Tempo di lettura: 3 minuti

Fabio Pelliccia racconta: “A fine cena si ordina un amaro, in realtà è un dolce… Ho pensato a un prodotto artigianale che fosse a metà per contenuto zuccherino e sapore”

di Titti Casiello

Fuoriclasse della sala, con la grinta di 20 anni d’esperienza alle spalle. Fabio Pelliccia, sommelier del ristorante una stella Michelin “Antonello Colonna”, ne ha fatta di fatica da quando – nell’aprile del 2012 – ha abbracciato l’ambizioso progetto dello chef romano nel parco naturale di Labico, a pochi chilometri dalla Capitale. La stella è arrivata dopo appena un anno, con Fabio che quella porta rossa, simbolo del ristorante familiare che ha reso famoso Colonna, l’ha varcata sin dal primo giorno.

Ora, però, ad aprirsi è una nuova soglia, con il suo debutto in scena da produttore di liquori (“Non di amari eh…”, sorride con una differenza che sembra dura da scardinare): “A fine cena il rituale è quasi sempre lo stesso, si chiede un amaro, ma in realtà si sta bevendo un dolce” .

Il Disciplinare di produzione prevede, infatti, che sia “liquore  solo se la bevanda supera i 100 grammi di zucchero per litro” – eppure se è così per un’Angostura, un Cointreau o un Sambuca, sembra sempre difficile distinguerli agli scaffali del bar posizionati immancabilmente accanto a una bottiglia di Montenegro o di Lucano, dallo scarso contenuto zuccherino. Un cortocircuito linguistico che ha portato Fabio a voler mettere ordine.

Passa allora dagli effluvi delle tante bottiglie di vino a un’impasse infinita di degustazioni di bevande spiritose, per scoprire che anche di amaro c’era ben poco, anzi “molti addirittura sono colorati al caramello. Io invece volevo un prodotto che spezzasse in passaggi leggibili la differenza tra un amaro e un liquore”. Questo il claim e il messaggio che porta con sé “Ideale”.

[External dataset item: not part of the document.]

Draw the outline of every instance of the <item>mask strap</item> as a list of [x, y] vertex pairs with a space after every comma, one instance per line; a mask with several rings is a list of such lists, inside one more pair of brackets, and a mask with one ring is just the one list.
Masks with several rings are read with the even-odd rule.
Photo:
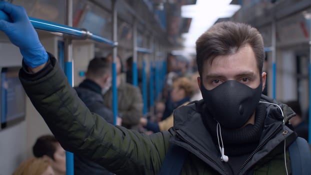
[[[218, 134], [218, 127], [219, 127], [219, 134]], [[217, 132], [217, 140], [218, 140], [218, 146], [219, 146], [219, 150], [220, 152], [220, 154], [222, 154], [222, 156], [220, 157], [220, 160], [222, 161], [224, 161], [224, 162], [228, 162], [228, 160], [229, 160], [229, 158], [228, 158], [228, 156], [224, 155], [224, 143], [222, 142], [222, 128], [220, 128], [220, 125], [219, 124], [219, 122], [217, 122], [217, 127], [216, 128], [216, 132]], [[219, 136], [220, 136], [220, 140], [222, 141], [222, 146], [220, 146], [220, 142], [219, 142]]]
[[[281, 108], [281, 107], [279, 105], [278, 105], [277, 104], [272, 104], [272, 102], [262, 102], [262, 101], [260, 101], [260, 100], [259, 101], [259, 102], [260, 103], [263, 103], [263, 104], [270, 104], [276, 106], [278, 107], [278, 108], [281, 110], [281, 114], [282, 114], [282, 116], [283, 116], [283, 124], [285, 125], [285, 122], [284, 122], [284, 114], [283, 114], [283, 110], [282, 110], [282, 108]], [[287, 165], [286, 164], [286, 138], [284, 140], [284, 162], [285, 164], [285, 170], [286, 170], [286, 174], [287, 175], [288, 175], [288, 170], [287, 170]]]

Chiama allora Giorgio della distilleria Gualco: “Vorrei realizzare un prodotto in infusione e con una quantità minima di zucchero”. La scelta ricade subito su quello di cocco perché “non solo ha un indice glicemico molto più basso (35) rispetto allo zucchero bianco (80), ma oltre a dolcificare è in grado di apportare anche un elemento gustativo al sapore”.

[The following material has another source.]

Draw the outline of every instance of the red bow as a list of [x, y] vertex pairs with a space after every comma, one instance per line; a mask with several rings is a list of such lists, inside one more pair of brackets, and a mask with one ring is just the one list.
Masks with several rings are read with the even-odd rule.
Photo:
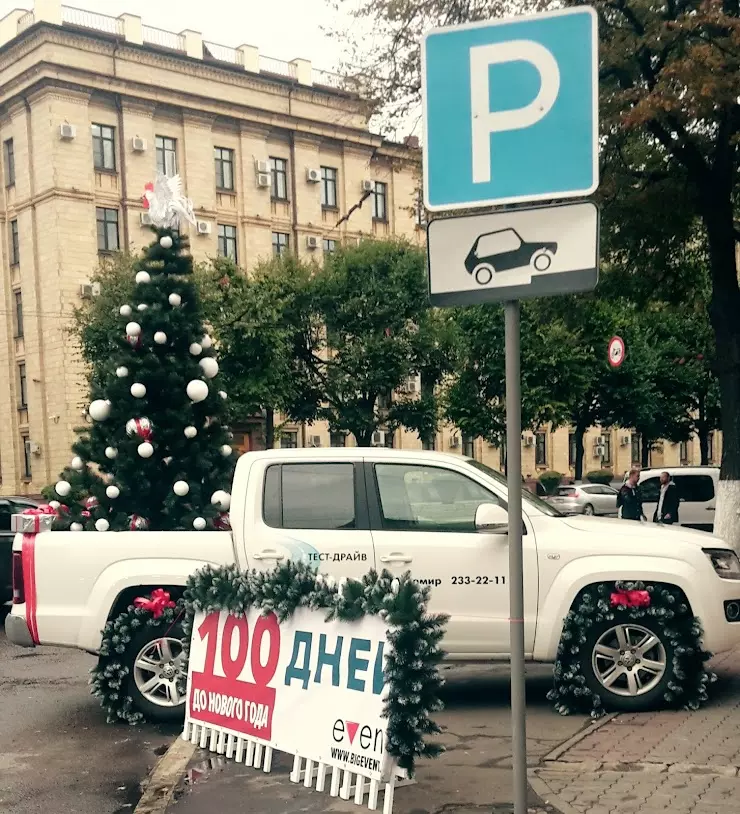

L’idea entusiasma entrambi, ma siamo ai tempi del Covid: le rispettive città diventano allora gli unici spazi in cui raggiungere terre lontane e da quel filo del telefono iniziano a delinearsi i paesaggi dell’Ecuador e delle sue fave di cacao, della Costiera Amalfitana e dei suoi limoni, del sud-est asiatico e del suo zucchero, con l’ultima tappa proprio a Silvano d’Orba in provincia di Alessandria, sede della distilleria Gualco “dove abbiamo seminato lavanda, menta, rosmarino e alloro”.

“Ideale” oggi è un viaggio fra 3 etichette, con la prima annata 2023 che percorre le origini di quei prodotti ricercati a distanza e che ritrovano la strada attraverso un percorso fatto di artigianalità.

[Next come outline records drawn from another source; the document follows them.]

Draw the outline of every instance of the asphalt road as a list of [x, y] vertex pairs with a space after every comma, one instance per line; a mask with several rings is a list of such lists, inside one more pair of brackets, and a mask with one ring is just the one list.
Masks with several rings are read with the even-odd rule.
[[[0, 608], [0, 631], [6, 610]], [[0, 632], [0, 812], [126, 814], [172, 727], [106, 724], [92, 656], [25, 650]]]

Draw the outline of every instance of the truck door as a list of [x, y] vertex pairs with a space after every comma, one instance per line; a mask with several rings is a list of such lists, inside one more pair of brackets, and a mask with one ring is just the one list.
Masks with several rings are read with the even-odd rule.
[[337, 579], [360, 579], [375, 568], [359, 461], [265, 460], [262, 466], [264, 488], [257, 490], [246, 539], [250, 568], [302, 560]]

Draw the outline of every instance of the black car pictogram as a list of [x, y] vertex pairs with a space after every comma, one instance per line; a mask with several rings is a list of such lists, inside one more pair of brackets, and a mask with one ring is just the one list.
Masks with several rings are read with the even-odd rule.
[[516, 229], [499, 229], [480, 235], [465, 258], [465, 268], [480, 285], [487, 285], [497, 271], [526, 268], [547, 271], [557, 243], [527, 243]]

“Per ‘Limone Ideale’ vengono utilizzati solo limoni a foglia non trattati, zenzero fresco e chicchi di caffè verde non tostato”, una mistura di fave di cacao Crillo da coltivazione biologica, pepe e zucchero di canna a formare la ricetta per “Cacao Ideale”, mentre sono agrumi italiani, radici, spezie e erbe gli ingredienti di “Amaro Ideale”: “Solo erbe fresche, non utilizziamo olii essenziali”.

Odorare allora, sentire e poi creare: “Il gioco sta tutto nell’addizione e combinazione dei sapori. Non è questione di quantità, ma di estrazione”.

Ed è proprio questa l’altra innovazione che porta con sé Ideale, attraverso l’utilizzo di una tecnologia tutta italiana ideata dal professore Daniele Naviglio della facoltà di agraria della Federico II di Napoli.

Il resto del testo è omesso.